Er zögerte einen Augenblick. „Gnädige Dame, das ist eine lange Geschichte. Wollens das überhaupt hören?“ Sie ermunterte ihn. „Ja, bitte erzähl!“ Dann redeten sie: vom Zirkus, Reisen, Welt, Kartenabreißen, Frau, Krankheit, Familie. Alkohol? Nein, mit Alkohol hatte er nie Probleme gehabt.

Sie redeten und redeten, bis sie das Gasthaus erreicht hatten. Otto wirkte etwas nervös. „Das hob i mir leichter vorgestellt, gnädige Dame...!" Doch sie zog ihn mit der Hand ins Lokal. Schnurstraks machte sie sich auf den Weg zu einem Tisch. Und es war ein Abend den sie niemals mehr vergessen sollte. Sie erfuhr mehr über Otto und seine Welt, seine Freunde, die ebenfalls auf der Straße wohnten, seine Krankheit, die ihm so sehr zu schaffen machte. Sie lachten und er hatte immer wieder einen derben Spruch auf der Lippe, den er wohl von all seinen Reisen mitgebracht hatte.

An diesem Abend konnte sie nicht schlafen, sie träumte immer wieder vom Zirkus und Otto. Sie fragte sich was er so mache. Als sie am nächsten Tag aufgestanden war, hatte sie ein komisches Gefühlt. Sie erledigte ihre Sachen und macht sich auf den Weg zur U-Bahn. Da kam sie wieder an der Stelle vorbei, wo Otto normalerweise saß. Doch er war nicht auffindbar! Sie fragte den Mann im Laden daneben, ob er wohl etwas von ihm gesehen oder gehört habe und dieser entgegnete ihr: „Ja, der Otto war heute da. Um halb zwölf, da ist dann plötzlich was passiert. Er hat sich aufs Herz gegriffen. Es ist ihm schlechte gegangen. Dann habe ich die Rettung gerufen. Aber der hat sich dann nicht mehr gerührt. Ich glaube, er ist noch hier verstorben.“

Es traf sie wie ein Blitz! So ein lebensfroher Mensch, wie Otto es gewesen war, konnte doch nicht einfach von heute auf morgen fort sein! Ihr liefen Tränen über die Wangen. Die kurze Bekanntschaft mit ihm, hatte ihr Leben verändert. Sie beschloss eine Rose zu kaufen und sie auf die Stelle zu legen, an der sie ihn kennengelernt hatte. Und sie dankte den Menschen, die die Kärtchen erfunden hatten.

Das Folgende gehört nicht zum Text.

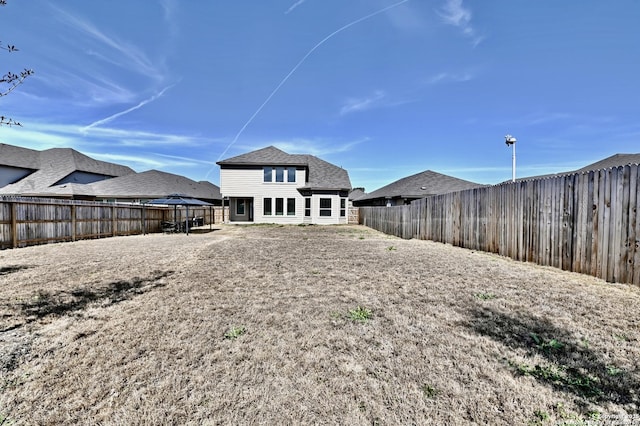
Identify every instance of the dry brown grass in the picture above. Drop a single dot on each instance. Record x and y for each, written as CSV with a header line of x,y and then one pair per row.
x,y
137,330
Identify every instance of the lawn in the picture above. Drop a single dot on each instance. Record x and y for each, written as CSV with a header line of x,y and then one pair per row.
x,y
308,325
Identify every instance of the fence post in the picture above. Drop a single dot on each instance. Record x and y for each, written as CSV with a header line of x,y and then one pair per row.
x,y
114,223
73,222
14,225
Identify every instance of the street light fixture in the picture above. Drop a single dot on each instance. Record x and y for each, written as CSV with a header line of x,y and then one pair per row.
x,y
510,140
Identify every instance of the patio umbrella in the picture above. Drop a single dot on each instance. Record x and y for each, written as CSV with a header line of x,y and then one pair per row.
x,y
176,200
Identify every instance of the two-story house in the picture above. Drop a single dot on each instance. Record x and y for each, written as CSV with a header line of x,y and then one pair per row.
x,y
271,186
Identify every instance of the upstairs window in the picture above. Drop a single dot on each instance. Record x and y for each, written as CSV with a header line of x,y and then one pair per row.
x,y
307,207
325,206
268,171
267,207
279,174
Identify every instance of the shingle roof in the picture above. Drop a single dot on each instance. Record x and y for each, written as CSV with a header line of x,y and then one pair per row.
x,y
356,193
51,166
270,156
16,156
421,185
153,184
615,160
322,174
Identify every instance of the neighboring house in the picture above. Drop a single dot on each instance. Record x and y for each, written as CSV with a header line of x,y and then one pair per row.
x,y
420,185
272,186
61,172
66,173
615,160
145,186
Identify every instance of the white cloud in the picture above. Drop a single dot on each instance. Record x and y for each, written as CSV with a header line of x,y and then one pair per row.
x,y
127,111
126,55
296,4
451,77
363,104
454,13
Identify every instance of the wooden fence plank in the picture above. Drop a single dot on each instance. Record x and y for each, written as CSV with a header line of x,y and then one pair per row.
x,y
586,222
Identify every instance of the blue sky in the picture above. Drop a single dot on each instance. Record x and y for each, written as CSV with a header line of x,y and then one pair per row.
x,y
383,88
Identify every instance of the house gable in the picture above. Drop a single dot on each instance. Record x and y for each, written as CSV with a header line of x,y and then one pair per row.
x,y
271,186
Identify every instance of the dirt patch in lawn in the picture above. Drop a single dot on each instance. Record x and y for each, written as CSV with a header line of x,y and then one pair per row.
x,y
308,325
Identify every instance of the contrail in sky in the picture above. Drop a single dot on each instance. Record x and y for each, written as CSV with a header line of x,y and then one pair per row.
x,y
293,70
127,111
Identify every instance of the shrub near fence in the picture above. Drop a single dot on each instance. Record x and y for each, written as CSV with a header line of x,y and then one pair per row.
x,y
585,222
30,221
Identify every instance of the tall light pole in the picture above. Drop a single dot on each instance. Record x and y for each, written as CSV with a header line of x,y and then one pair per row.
x,y
510,140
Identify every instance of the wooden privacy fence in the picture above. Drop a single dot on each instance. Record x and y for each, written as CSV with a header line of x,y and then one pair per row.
x,y
585,222
31,221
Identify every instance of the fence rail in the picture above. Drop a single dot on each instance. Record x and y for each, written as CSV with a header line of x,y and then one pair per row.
x,y
585,222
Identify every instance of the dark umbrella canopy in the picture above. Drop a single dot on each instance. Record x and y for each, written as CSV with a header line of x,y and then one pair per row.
x,y
179,200
176,200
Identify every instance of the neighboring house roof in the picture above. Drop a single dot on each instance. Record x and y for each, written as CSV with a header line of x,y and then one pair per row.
x,y
154,184
16,156
356,193
269,156
420,185
615,160
64,172
321,174
51,168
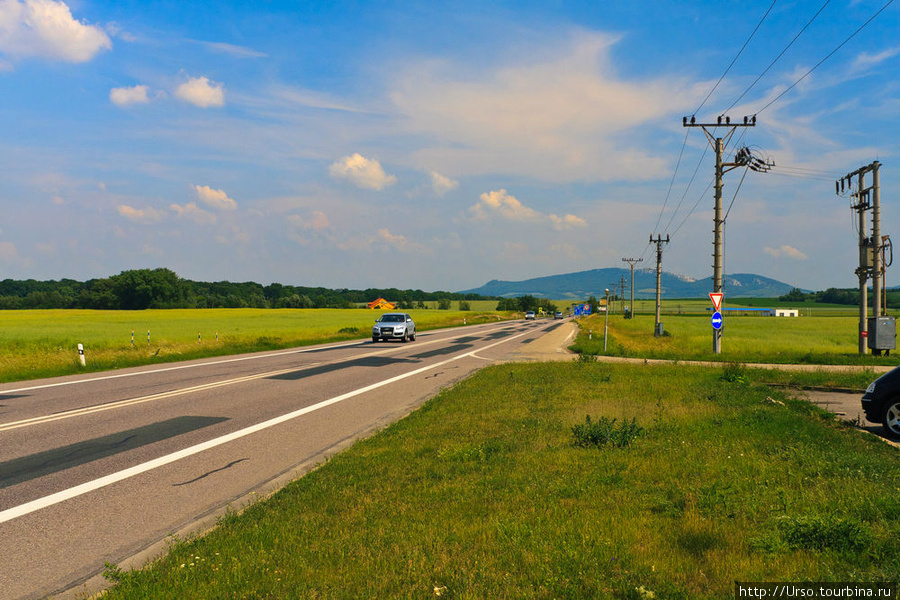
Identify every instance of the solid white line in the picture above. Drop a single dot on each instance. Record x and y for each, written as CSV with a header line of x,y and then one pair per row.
x,y
90,486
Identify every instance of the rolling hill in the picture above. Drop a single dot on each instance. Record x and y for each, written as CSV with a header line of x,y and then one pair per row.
x,y
583,284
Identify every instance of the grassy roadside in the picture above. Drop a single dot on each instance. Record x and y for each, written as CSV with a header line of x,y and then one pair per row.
x,y
803,340
482,494
42,343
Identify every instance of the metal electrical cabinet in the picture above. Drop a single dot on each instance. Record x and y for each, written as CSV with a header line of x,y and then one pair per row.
x,y
882,333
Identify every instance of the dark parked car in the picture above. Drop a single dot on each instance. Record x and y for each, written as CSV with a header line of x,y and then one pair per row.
x,y
394,326
881,402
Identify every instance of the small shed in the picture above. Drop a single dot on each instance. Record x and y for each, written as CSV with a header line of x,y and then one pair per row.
x,y
381,304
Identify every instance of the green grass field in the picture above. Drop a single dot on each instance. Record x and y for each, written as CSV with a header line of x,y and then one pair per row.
x,y
43,343
483,494
809,340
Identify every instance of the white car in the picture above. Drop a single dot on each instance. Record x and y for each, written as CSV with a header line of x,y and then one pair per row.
x,y
394,326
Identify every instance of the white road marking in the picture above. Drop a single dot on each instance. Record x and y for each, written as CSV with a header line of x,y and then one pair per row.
x,y
90,486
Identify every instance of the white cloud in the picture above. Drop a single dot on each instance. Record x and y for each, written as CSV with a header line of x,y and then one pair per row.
x,y
441,185
126,96
865,60
8,251
233,50
46,29
507,206
363,172
140,215
318,222
199,91
785,252
215,198
560,119
194,213
567,221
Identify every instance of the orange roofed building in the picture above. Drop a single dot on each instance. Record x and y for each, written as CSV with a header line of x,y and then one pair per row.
x,y
382,304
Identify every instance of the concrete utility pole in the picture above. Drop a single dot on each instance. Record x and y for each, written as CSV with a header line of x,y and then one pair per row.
x,y
657,328
631,262
743,158
870,248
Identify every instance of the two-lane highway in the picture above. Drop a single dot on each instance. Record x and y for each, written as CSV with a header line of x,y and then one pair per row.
x,y
105,467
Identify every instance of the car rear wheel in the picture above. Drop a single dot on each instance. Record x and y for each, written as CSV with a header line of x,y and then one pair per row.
x,y
891,419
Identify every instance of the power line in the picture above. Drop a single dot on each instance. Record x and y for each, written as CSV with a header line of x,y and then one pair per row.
x,y
771,64
734,60
829,55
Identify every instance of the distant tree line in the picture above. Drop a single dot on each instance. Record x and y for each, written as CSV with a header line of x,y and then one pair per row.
x,y
837,296
162,288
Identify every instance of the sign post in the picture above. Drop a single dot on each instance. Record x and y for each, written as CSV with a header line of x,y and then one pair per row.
x,y
716,298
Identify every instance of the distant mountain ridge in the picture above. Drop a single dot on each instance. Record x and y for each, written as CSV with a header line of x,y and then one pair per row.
x,y
583,284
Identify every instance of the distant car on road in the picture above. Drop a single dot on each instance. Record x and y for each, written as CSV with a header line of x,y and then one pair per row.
x,y
394,326
881,402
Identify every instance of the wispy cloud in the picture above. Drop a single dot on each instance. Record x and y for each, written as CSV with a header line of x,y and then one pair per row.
x,y
785,252
362,172
194,213
200,91
47,29
146,216
502,204
233,50
441,184
557,119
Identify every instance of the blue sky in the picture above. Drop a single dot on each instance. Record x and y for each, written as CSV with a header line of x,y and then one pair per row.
x,y
434,145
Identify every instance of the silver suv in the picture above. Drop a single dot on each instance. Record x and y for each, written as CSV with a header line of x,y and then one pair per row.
x,y
394,326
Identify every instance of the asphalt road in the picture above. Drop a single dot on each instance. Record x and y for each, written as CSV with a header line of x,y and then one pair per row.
x,y
105,467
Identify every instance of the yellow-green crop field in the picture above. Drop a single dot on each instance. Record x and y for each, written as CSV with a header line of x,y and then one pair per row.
x,y
810,340
41,343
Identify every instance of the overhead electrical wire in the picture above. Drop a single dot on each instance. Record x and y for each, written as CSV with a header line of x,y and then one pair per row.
x,y
734,60
771,64
829,55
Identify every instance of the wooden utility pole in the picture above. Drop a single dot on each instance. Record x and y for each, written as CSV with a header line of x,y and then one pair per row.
x,y
871,248
657,327
742,159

Die, die sie austeilten, wenn jemand Hunger hatte, eine Umarmung brauchten oder einfach nur jemanden zum Reden. Denn die hatten ihr das Tor zu einer Welt geöffnet, die sie nie wieder verlassen wollte. Die Welt der Nächstenliebe.

Erklärung zur Geschichte

Die Idee mit den Kärtchen kam mir eines Abends, nachdem ich ein paar Momente mit einem Bettler geredet hatte. Ich dachte mir, vielleicht wäre es für Menschen, die auf der Straße lebten leichter um einen Gefallen zu bitten, wenn sie ein Kärtchen hätten auf dem stünde: eine Umarmung, etwas zu Essen oder ein Gespräch. Und die Menschen die ebenfalls bereit sind diese zu teilen würden ebenfalls Kärtchen besitzen. Vielleicht hat irgendeine Organisation (der Augustin oder die Caritas oder ähnliche Vereine) Mut sich einem Projekt wie diesem zu widmen. Vielleicht wäre es eine Bereicherung, um die Kluft zwischen Arm und Reich zu überwinden. Vielleicht bleibt es aber auch nur ein Traum, von dem ich einmal dachte, er würde die Welt verbessern. Die Geschichte von Otto gibt es wirklich, der Name wurde geändert. Besonders die Straßenzeitung "Augustin" trägt viel zum Verständnis der unterschiedlichsten Menschen und Schicksale bei. Vielleicht wollt ihr ab und zu stehen bleiben und ein Exemplar kaufen und auch lesen. Eine neue Perspektive ist eine Bereicherung für das Leben und für die eigene Seele. Vielleicht hast du ja die Energie jemanden einen guten Tag zu wünschen und ein Lächeln zu schenken. Denn die kleinen Dinge sind auch manchmal die Größten!